Guylaine Rousseau ne pouvait pas rester les bras croisés après une vague de vols de médicaments antidouleur dans les pharmacies de Jonquière en 2017. 

Elle-même victime d’un braquage perpétré par un homme avec un faux pistolet qui voulait notamment du Dilaudid, Mme Rousseau a mobilisé plusieurs acteurs de sa région pour prévenir une crise des opioïdes et ses contrecoups.

La pharmacienne a interpellé le député local, Sylvain Gaudreault. Et bien vite, la Sûreté du Québec, la Sécurité publique de Saguenay, le Centre de réadaptation en dépendance (CRD), des organismes communautaires et plusieurs pharmaciens de Jonquière ont rassemblé leurs forces pour mettre sur pied le Comité action prévention opioïdes (CAPO). 

Réflexion bien amorcée

Guylaine Rousseau estime que la réflexion est très bien amorcée en ce qui concerne les stratégies de prévention «à la source». La réflexion sur les mesures de sécurité à mettre en place dans les pharmacies est toutefois plus embryonnaire. 

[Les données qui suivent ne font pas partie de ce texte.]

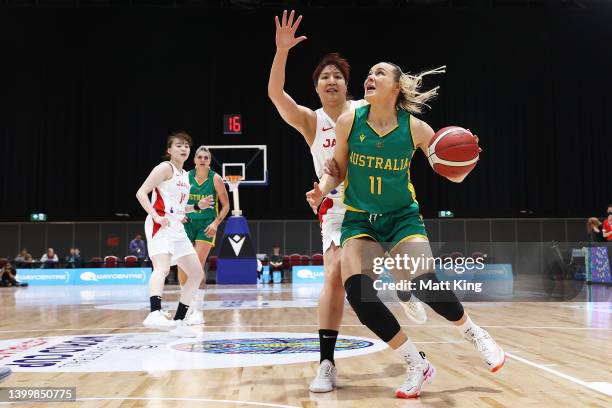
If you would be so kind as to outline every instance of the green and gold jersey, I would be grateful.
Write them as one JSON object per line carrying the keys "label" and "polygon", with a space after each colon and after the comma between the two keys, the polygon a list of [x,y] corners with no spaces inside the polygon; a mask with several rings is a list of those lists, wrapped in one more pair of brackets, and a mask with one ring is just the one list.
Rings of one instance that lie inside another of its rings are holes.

Mme Rousseau se demande notamment si les pharmacies ne pourraient pas s’inspirer des banques pour apprendre à mieux faire face aux braquages. 

Un an et demi après le lancement du CAPO, elle redoute une autre vague de vols de narcotique dans les pharmacies de Jonquière. «C’est pour ça qu’il faut continuer à travailler», dit-elle.